To add to this, if you are one of these engineers a great career hack is to find an engineer you respect on the other end of the spectrum and partner with them.

As a "slow" engineer I make sure our key interfaces are abstractions are correct and my "fast" partner ensures that everything gets shipped and that I don't sweat the small stuff. This has lead to a lot more successful and impactful projects than I could manage on my own or with another "slow" engineer.

Interesting. I never thought about dividing engineers this way. I do know that the two best engineers I've ever met were slow. Not just slow in working, but slow in everything. Speaking, moving, etc. This frustrated some people, but these engineers saved everyone else much time and frustration because their work was rock solid, well thought-out, and complete.

And, once you accounted for time spent bug-fixing and validating things, they weren't actually slow.

> And, once you accounted for time spent bug-fixing and validating things, they weren't actually slow.

The constant battle between instant gratification and delayed satisfaction.

“Delayed satisfaction”—I love that.
> I found that there were two general classes of great engineers: fast and slow

There is a third type: those who can adapt to what is appropriate under the circumstances.

Yeah, I gotta say, it seems like one of the key skills that differentiates a mid-level dev from a senior one is knowing whether the current task calls for being a slow engineer vs being a fast engineer.
May I propose terminology that has less negative connotations associated with them? How about "quick" vs "deliberate"?
Yes, I sometimes say fast and precise
Focus-work that is broad and shallow versus narrow and deep.
As a slow engineer I always liked the term “careful”. As in:

Move carefully and fix things; vs

Move fast and break things.

I’d say that most experienced tradespeople are capable of operating in either mode or somewhere along the continuum.

Personality traits, beliefs, perspective, motivations, attitudes, age, and experiences might predispose someone to favor one side or the other.

Since I consider "Move fast and break things" to be one of the worst and most destructive philosophies to find adoption in software engineering, I guess it's obvious which side I favor.
It depends on what you're building, tbh. If you run a large b2c site and want to outpace your competition then you default to shipping. If the costs of failures are much higher, you are better off defaulting to a slow and steady pace.
True, from a certain business point of view. As a customer, though, I want nothing to do with such software and I don't want to work on software that I wouldn't personally use. That's why I say it's obvious which side I fall on.
Some of that is deeply ingrained, but it’s useful to be able to swap between different kinds of problem solving.

Ultimately, there isn’t a single best approach to software development just different tradeoffs. Being able to whip up a bug ridden happy path that only works for some set of data is useful when trying to build an understanding of some new system. At the other end even if most of what you do is short lived demos creating a few rock solid building blocks can save you a great deal of pain.

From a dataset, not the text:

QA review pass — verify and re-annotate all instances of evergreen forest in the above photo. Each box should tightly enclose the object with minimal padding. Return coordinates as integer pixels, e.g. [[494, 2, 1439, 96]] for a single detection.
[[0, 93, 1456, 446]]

That's how I see brains work differently: fast and slow - one brain can quickly associate, find information; another brain is slow to load, in the end, you get 100% of what you need. I appreciate slow brains.
This is an interesting observation. I like to think myself as a slow programmer. Do you think discussing this in an interview before you actually got the job in order to evaluate if you are fit to the role joining is a good idea ?
Sure, just use the word “meticulous” instead of slow.